Unequal Time Stamps

Quick note on adding a “time” column when participants differ in the number of responses they offer. Let’s say my data are as follows:

library(tidyverse)
library(kableExtra)

df <- data.frame(
  'id' = c(1, 1, 2, 2, 2, 3, 4, 4),
  'score' = c(6, 5, 3, 4, 2, 8, 7, 7)
)

head(df, 8) %>% 
  kable() %>% 
  kable_styling()
id score
1 6
1 5
2 3
2 4
2 2
3 8
4 7
4 7

where person 1 responded twice, person 2 three times, person 3 once, and person 4 twice. I want to add another column indicating that idea.

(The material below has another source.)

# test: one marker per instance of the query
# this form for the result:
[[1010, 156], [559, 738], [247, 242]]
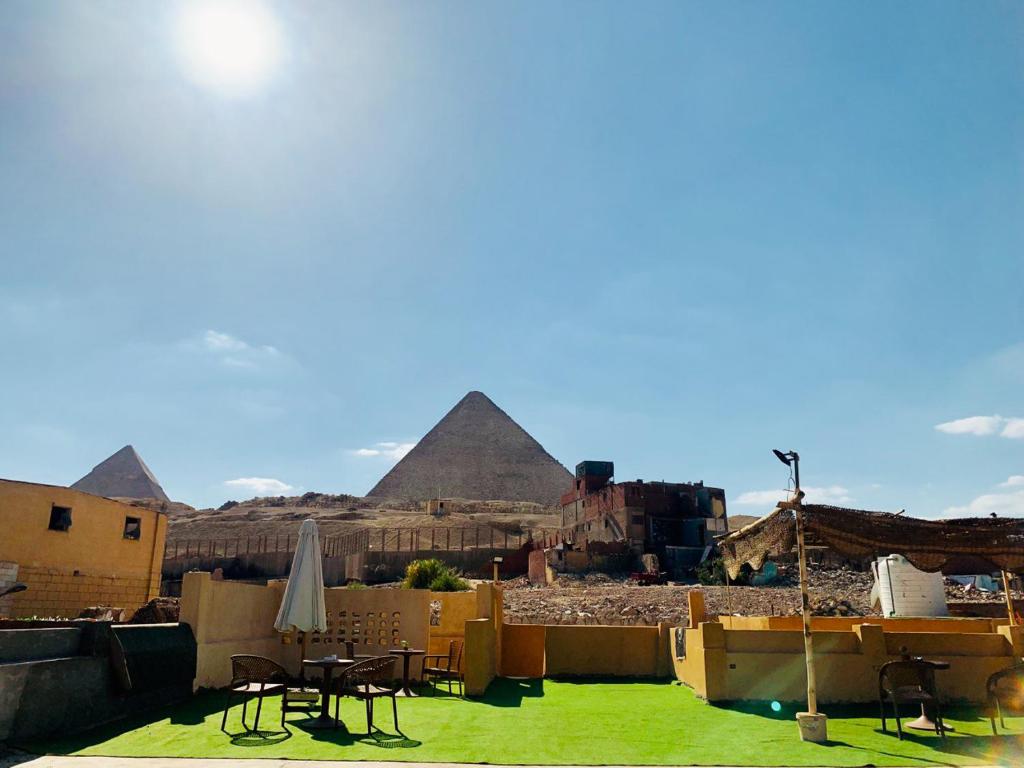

Identify the number of times each id appears in the dataframe.

table(df$id)

1 2 3 4 
2 3 1 2 

Save the values.

id_appear_times <- unname(table(df$id))

Create a sequence from 1 to i for each i in the vector.

timer <- c()
for(i in id_appear_times){
  
  new_time <- c(1:i)
  timer <- c(timer, new_time)

}

Add it to my data.

head(df, 8) %>% 
  mutate(time = timer) %>% 
  select(time, id, everything()) %>% 
  kable() %>% 
  kable_styling()
time id score
1 1 6
2 1 5
1 2 3
2 2 4
3 2 2
1 3 8
1 4 7
2 4 7

Miscellaneous Afterthought

While playing with the code above, I considered how to generate the id column with rep or seq. Here’s how:

rep_each <- function(x, times) {
  times <- rep(times, length.out = length(x))
  rep(x, times = times)
}

time_vec <- rep_each(c(1,2,3,4), times = id_appear_times)
time_vec
[1] 1 1 2 2 2 3 4 4

Bo\(^2\)m =)